Der SV hat zur Durchführung der Zielerfassungskontrolle ausgeführt, diese sei nach der Schilderung des Zeugen GI E nur vertikal aber nicht horizontal durchgeführt worden und damit unvollständig gewesen. Außerdem habe der Zeuge nach seinen Angaben die Null-km/h-Messung vor der Zielerfassungs­kontrolle gemacht.

 

Nach den Verwendungsbestimmungen ist nach den Ausführungen des SV zuerst die Zielerfassung durchzuführen, wobei dese in der x- und in der Y-Richtung durchzuführen ist.

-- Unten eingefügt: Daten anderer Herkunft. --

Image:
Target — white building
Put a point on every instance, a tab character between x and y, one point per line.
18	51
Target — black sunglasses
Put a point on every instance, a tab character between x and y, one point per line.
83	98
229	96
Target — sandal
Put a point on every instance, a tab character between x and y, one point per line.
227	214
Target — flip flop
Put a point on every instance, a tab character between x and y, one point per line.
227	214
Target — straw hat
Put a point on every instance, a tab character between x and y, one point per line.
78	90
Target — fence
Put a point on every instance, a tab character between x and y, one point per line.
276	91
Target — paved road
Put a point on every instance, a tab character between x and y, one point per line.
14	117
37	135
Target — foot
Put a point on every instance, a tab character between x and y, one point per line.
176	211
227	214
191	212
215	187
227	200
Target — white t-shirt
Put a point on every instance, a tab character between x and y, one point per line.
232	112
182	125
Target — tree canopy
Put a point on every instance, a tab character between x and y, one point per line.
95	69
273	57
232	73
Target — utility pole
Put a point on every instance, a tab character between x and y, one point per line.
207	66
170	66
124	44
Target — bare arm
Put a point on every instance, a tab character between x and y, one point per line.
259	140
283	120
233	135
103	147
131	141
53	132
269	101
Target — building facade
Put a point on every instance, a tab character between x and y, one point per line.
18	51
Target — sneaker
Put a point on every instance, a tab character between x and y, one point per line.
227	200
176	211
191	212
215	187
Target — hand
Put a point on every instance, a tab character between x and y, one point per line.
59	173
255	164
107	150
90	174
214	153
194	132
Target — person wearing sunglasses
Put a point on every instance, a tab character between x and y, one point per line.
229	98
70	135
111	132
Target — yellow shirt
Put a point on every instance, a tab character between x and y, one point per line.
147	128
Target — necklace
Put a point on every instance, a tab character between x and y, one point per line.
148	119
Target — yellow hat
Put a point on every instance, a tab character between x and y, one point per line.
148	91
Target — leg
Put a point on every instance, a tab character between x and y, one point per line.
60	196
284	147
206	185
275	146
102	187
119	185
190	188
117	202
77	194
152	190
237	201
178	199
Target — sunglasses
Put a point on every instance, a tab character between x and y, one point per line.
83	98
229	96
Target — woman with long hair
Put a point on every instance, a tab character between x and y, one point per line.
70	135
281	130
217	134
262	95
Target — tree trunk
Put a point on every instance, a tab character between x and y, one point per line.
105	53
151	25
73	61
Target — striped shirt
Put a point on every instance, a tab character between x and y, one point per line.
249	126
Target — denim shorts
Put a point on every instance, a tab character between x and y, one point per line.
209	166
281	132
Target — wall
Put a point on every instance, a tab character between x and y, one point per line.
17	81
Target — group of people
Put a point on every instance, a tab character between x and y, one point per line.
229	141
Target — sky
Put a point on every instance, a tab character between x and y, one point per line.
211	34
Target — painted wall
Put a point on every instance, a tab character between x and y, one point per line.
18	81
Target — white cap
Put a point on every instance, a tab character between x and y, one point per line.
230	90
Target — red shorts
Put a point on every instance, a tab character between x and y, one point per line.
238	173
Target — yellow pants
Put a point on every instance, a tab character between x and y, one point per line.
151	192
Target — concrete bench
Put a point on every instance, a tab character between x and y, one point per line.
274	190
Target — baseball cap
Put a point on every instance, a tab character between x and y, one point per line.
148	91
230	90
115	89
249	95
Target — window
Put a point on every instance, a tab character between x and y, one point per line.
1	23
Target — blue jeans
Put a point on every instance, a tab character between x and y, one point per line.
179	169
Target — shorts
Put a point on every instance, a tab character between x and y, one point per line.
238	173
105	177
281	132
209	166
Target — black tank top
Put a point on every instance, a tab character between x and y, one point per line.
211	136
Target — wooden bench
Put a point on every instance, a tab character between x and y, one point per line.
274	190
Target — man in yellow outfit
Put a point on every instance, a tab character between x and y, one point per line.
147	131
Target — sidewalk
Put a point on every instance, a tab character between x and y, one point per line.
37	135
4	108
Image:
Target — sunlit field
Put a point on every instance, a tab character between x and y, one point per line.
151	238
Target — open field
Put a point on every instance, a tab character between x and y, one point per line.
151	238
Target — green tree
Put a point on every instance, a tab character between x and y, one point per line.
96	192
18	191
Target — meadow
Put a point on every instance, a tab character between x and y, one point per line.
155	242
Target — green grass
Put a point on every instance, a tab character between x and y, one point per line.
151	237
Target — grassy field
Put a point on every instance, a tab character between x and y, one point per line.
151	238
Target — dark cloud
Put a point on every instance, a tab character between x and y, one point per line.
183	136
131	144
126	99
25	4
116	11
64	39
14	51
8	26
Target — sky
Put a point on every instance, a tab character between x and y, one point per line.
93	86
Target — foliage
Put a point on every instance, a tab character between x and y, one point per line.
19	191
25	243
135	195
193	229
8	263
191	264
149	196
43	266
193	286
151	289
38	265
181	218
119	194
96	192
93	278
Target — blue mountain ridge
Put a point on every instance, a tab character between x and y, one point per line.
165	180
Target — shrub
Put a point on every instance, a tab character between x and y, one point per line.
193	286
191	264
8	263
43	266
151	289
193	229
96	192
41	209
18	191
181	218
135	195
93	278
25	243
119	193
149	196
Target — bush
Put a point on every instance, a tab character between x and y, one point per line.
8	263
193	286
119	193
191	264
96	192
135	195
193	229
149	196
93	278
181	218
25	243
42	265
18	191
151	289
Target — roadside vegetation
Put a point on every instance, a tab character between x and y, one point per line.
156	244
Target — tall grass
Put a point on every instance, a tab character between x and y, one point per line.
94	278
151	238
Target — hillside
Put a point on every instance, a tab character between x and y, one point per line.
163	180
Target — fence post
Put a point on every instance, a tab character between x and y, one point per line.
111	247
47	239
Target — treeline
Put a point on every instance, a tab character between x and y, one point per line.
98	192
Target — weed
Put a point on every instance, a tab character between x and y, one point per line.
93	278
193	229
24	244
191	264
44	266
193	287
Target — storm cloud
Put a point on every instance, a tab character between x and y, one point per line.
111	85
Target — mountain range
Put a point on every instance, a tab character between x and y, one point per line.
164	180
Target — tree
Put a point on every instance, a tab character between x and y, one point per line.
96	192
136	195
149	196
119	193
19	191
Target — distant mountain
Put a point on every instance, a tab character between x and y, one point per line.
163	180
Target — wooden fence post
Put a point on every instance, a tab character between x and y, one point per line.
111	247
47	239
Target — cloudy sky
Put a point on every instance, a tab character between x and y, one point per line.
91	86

Der Messbeamte hat eine Zielerfassung nur in der y-Richtung demonstriert, ohne den selben von ihm beschriebenen Vorgang mit dem um 90 Grad geschwenkten Lasermessgerät zu wiederholen. Damit war die vom Mess­beamten durchgeführte Zielerfassung unvollständig. Wenn er die Null-km/h-Messung vor der Zielerfassung gemacht hat, wie er das in der Verhandlung auf eingehende Befragung mehrmals beschrieben hat, konnte er laut SV nicht davon ausgehen, dass er das von ihm anvisierte Ziel, einen Leitpflock, auch tatsächlich erfasst hat. Nach den Verwendungsbestimmungen ist ein solcher Vorgang auch nicht sinnvoll.

 

Nach den "Bestimmungen für die Verwendung bei straßenaufsichtsbehördlichen Kontrollen gemäß BEV-Zulassung GZ 2666/2006" für Laser-Verkehrsgeschwin­dig­keits­mess­­geräte (VKGM) der Bauart TruSpeed ist in der gemäß Punkt 2.5 angegebenen Reihenfolge zuerst der Selbsttest durch Einschalten des Gerätes durchzuführen (und stündlich zu wiederholen). Vor Beginn der Messungen an einem neuen Aufstellungsort ist die einwandfreie Zielerfassung in horizontaler und vertikaler Richtung unter Verwendung der vorgesehenen Testprozedur gegen ein allseits scharf gegen den Hintergrund abgegrenztes Ziel entsprechend der Bedienungsanleitung zu überprüfen. Daran anschließend ist eine Messung gegen ein ruhendes Ziel durchzuführen, wobei eine anschließende Messung mit der Geschwindigkeits­anzeige "0 km/h" erfolgen muss.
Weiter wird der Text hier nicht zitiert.